Ahsoka is a cluster with 24 different nodes, each of them with 48 GB of RAM memory and 16 processors. Ahsoka has a fibre channel RAID to store around 15 Terabytes of biological data. This cluster is used to run both serial and parallel biocomputing related jobs. We dedicate the cluster mainly to sequence analysis research and Next Generation Sequencing projects.
The high demand for low-cost sequencing has driven the development of high-throughput sequencing technologies that parallelize the sequencing process, producing thousands or millions of sequences at once. These sequences are analize in this cluster as it is specially design to store huge amount of data and process high number of reads at the same time.
These reads are becoming important due to the posibility to sequence whole-genomes fast and cheap. These techniques are used for a variaty of sequencing assays: gene expression , splicing studies and so on. One of the challenges associatted with this technology is the so-called ‘read mapping’ problem. A lot of specialized software exist with the aim of mapping millions of short DNA reads in the minimun processiong time.
Some of these softwares are commercial, such as the ELAND program from Illumina and some of them are open-source.
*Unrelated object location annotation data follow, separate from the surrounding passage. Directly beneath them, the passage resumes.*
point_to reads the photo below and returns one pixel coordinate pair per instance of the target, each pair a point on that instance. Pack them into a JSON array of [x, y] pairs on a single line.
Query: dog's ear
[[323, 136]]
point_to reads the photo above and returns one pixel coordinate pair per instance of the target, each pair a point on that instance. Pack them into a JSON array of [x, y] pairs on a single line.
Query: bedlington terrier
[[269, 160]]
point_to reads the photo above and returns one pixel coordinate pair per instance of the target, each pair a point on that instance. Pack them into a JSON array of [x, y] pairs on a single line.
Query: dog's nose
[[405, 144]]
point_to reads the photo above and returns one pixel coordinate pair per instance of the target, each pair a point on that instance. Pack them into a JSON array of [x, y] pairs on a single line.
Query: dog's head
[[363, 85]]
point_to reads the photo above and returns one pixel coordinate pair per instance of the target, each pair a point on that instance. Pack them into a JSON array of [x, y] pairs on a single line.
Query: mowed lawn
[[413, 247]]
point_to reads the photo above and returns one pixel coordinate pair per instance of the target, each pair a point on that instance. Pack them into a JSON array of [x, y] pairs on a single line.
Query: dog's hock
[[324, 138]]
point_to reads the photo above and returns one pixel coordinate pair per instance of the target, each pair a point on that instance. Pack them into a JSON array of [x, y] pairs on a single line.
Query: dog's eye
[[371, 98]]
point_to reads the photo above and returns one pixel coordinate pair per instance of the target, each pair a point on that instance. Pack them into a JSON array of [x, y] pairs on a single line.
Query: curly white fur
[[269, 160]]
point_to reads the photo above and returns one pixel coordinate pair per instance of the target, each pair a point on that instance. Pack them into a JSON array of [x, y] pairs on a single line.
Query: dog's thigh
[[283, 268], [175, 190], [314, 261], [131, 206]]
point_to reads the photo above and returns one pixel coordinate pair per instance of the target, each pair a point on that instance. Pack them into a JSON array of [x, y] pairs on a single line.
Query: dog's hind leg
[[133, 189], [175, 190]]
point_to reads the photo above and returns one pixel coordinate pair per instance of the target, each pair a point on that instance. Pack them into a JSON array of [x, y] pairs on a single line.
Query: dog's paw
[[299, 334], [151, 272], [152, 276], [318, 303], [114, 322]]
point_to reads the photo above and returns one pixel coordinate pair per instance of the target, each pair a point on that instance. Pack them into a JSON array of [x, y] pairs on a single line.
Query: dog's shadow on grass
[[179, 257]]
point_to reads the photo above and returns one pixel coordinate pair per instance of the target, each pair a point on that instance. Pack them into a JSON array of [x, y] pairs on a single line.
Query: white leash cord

Some of these open-source software for NGS projects installed on ahsoka are:
BWA: Burrows-Wheeler Aligner (BWA) is an efficient program that aligns relatively short nucleotide sequences against a long reference sequence such as the human genome. It implements two algorithms, bwa-short and BWA-SW. The former works for query sequences shorter than 200bp and the latter for longer sequences up to around 100kbp. Both algorithms do gapped alignment. They are usually more accurate and faster on queries with low error rates.
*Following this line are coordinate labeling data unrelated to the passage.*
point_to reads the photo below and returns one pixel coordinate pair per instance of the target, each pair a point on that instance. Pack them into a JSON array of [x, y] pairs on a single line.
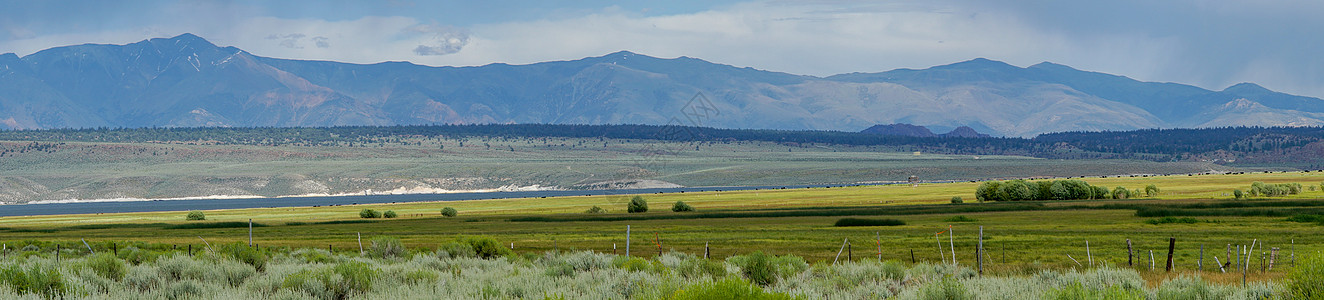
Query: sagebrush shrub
[[387, 247], [637, 205], [1307, 278], [681, 206]]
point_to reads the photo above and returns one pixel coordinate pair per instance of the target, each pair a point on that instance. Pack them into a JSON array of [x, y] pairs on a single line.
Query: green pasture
[[780, 221]]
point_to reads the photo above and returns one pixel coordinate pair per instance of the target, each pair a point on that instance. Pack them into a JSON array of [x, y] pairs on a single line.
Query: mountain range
[[187, 81]]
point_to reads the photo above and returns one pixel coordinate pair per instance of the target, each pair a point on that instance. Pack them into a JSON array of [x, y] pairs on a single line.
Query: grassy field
[[792, 221], [90, 171]]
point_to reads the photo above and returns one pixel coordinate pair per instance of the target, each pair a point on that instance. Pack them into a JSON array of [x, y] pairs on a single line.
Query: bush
[[387, 247], [340, 282], [1120, 193], [681, 206], [726, 288], [765, 270], [242, 253], [1307, 278], [107, 266], [960, 218], [1172, 220], [848, 222], [944, 288], [486, 247], [637, 205], [36, 279]]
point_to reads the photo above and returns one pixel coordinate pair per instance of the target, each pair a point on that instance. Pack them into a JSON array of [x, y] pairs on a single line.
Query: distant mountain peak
[[979, 64], [1246, 87]]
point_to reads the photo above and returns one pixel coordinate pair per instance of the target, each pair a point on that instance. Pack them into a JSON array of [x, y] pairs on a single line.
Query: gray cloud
[[322, 41], [442, 40], [290, 41]]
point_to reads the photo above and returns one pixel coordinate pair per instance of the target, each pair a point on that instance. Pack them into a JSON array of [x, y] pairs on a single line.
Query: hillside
[[187, 81]]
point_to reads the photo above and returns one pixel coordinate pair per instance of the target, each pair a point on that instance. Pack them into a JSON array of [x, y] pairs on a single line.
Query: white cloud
[[1209, 44]]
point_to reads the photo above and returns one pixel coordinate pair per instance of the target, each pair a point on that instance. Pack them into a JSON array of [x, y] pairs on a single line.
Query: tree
[[681, 206], [1151, 190], [637, 205], [1120, 193]]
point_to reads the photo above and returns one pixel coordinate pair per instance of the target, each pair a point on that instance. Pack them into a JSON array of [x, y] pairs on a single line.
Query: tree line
[[1054, 189], [1144, 144]]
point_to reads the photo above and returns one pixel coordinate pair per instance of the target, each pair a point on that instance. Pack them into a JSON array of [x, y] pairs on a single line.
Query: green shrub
[[945, 288], [765, 270], [242, 253], [848, 222], [1307, 278], [107, 266], [681, 206], [1077, 291], [960, 218], [1120, 193], [1172, 220], [339, 282], [35, 279], [457, 249], [387, 247], [486, 247], [726, 288], [637, 205]]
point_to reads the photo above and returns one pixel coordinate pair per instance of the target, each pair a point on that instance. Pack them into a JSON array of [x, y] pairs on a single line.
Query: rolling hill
[[187, 81]]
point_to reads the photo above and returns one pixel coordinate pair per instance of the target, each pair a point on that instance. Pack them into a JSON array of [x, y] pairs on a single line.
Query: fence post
[[1130, 254], [1200, 263], [1172, 245], [1087, 255], [979, 251]]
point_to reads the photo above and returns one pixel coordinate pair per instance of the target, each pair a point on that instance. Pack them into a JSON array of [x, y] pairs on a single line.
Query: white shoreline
[[397, 190]]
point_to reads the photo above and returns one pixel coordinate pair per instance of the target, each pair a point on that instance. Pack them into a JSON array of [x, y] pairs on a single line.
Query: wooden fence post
[[1200, 263], [1172, 245], [979, 251], [1130, 254], [1087, 255]]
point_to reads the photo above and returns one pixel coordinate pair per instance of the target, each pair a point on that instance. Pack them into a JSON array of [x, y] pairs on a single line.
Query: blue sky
[[1212, 44]]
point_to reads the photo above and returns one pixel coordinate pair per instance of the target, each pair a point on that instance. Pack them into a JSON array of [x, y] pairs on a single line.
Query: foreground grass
[[791, 221], [458, 271]]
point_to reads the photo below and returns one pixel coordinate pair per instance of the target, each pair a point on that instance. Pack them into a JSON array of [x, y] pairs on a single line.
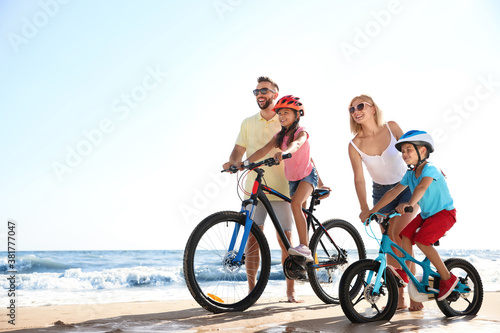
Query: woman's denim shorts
[[312, 179], [380, 190]]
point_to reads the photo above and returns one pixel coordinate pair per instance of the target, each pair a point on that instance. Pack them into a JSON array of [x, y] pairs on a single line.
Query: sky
[[116, 116]]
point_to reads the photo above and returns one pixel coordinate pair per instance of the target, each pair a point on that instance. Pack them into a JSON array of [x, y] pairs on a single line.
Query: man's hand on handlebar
[[402, 208]]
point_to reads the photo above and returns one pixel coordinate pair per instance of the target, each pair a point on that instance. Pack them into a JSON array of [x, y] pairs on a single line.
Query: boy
[[429, 190]]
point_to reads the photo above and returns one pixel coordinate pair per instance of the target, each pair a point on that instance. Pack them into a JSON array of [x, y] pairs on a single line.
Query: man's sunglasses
[[359, 107], [263, 91]]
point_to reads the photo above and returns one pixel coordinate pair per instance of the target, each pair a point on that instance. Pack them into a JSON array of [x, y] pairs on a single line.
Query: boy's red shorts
[[431, 229]]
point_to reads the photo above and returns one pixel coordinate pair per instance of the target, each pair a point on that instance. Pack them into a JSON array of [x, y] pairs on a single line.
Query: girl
[[299, 169], [373, 145]]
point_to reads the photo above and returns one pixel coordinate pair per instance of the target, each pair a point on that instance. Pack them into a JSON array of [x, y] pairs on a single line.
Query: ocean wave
[[75, 279], [31, 263]]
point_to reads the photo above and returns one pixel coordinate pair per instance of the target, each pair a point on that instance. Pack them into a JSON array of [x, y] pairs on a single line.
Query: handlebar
[[387, 217], [267, 162]]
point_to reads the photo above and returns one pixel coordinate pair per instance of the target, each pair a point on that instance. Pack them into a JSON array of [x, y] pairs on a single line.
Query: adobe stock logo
[[30, 27], [372, 29], [121, 109]]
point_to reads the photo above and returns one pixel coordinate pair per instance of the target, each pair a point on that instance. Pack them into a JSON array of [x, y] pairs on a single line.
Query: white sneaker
[[302, 251]]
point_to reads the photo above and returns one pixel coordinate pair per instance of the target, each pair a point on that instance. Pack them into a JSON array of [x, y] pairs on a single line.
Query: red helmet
[[289, 102]]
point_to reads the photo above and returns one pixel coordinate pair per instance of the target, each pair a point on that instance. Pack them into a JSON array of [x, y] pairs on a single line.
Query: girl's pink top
[[299, 165]]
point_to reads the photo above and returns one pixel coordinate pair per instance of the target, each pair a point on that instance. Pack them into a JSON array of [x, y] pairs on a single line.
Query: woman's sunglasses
[[359, 107], [263, 91]]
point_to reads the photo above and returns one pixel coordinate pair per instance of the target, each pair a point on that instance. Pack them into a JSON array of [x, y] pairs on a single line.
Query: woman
[[374, 145]]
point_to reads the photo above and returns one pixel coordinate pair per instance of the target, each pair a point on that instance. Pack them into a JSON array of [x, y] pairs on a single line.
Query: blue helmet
[[418, 138]]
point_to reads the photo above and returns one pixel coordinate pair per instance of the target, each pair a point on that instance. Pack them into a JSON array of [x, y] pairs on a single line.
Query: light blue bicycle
[[378, 299]]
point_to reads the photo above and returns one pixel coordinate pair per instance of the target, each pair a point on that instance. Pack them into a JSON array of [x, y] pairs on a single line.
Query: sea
[[90, 277]]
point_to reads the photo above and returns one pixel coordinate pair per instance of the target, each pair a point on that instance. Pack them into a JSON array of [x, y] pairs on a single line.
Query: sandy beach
[[268, 315]]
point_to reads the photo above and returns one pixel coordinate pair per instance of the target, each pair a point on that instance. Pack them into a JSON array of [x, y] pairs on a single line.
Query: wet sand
[[268, 315]]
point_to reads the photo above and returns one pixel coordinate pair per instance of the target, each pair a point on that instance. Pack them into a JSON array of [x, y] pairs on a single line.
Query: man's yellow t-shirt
[[255, 133]]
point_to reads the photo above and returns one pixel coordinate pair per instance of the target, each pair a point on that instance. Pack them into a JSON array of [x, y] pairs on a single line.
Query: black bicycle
[[227, 260]]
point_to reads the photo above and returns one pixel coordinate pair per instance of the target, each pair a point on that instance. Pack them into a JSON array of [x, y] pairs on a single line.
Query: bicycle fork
[[246, 232]]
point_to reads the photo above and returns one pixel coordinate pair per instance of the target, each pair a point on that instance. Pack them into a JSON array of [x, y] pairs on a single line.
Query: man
[[255, 132]]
BFast: BFAST facilitates the fast and accurate mapping of short reads to reference sequences. Some advantages of BFAST include:
- Speed: enables billions of short reads to be mapped quickly.
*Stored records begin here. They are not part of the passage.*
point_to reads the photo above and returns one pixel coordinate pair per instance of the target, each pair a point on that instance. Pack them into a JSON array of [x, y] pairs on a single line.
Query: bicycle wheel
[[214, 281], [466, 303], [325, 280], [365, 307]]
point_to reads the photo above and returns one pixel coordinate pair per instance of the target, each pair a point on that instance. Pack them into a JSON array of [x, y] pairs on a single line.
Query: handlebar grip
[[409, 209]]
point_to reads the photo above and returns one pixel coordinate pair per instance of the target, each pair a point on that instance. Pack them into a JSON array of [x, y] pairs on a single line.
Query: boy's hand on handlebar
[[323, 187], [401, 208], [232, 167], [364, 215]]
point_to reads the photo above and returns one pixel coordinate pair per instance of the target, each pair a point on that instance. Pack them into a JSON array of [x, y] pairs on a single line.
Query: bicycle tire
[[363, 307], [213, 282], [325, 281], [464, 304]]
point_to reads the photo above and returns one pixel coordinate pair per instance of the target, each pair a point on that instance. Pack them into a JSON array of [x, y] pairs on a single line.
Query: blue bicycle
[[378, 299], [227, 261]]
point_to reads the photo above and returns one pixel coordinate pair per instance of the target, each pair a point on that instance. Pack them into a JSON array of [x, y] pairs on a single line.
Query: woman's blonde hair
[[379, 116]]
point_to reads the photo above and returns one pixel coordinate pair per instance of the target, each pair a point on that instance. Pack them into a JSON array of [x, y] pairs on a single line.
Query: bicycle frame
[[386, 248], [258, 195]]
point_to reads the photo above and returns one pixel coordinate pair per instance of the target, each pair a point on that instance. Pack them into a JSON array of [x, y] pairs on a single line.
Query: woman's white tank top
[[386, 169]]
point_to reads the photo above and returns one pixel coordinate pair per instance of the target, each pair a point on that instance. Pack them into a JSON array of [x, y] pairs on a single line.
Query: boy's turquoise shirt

- Accuracy: A priori probabilities for mapping reads with defined set of variants.
- An easy way to measurably tune accuracy at the expense of speed.
FastQC: FastQC aims to provide a simple way to do some quality control checks on raw sequence data coming from high throughput sequencing pipelines. It provides a modular set of analyses which you can use to give a quick impression of whether your data has any problems of which you should be aware before doing any further analysis.
SAMtools : SAM Tools provide various utilities for manipulating alignments in the SAM format, including sorting, merging, indexing and generating alignments in a per-position format.
BAMtools : BamTools provides a fast, flexible C++ API & toolkit for reading, writing, and manipulating BAM files.
PileLine : PileLine is a flexible command-line toolkit for efficient handling, filtering, and comparison of genomic position (GP) files produced by next-generation sequencing experiments.
TopHat : TopHat is a fast splice junction mapper for RNA-Seq reads. It aligns RNA-Seq reads to mammalian-sized genomes using the ultra high-throughput short read aligner Bowtie, and then analyzes the mapping results to identify splice junctions between exons.
The vast number of data produced by next-generation sequencing (NGS)
techniques poses significant computational challenges and many computational steps are required to translate this output into high-quality results. Many of these bioinformatic analyses consist on a set of stages that are repetitive and routinely executed. Developing a workflow able to perform all stages in an automatic and reliable way is crucial to eliminate manual steps and to speed up result generation.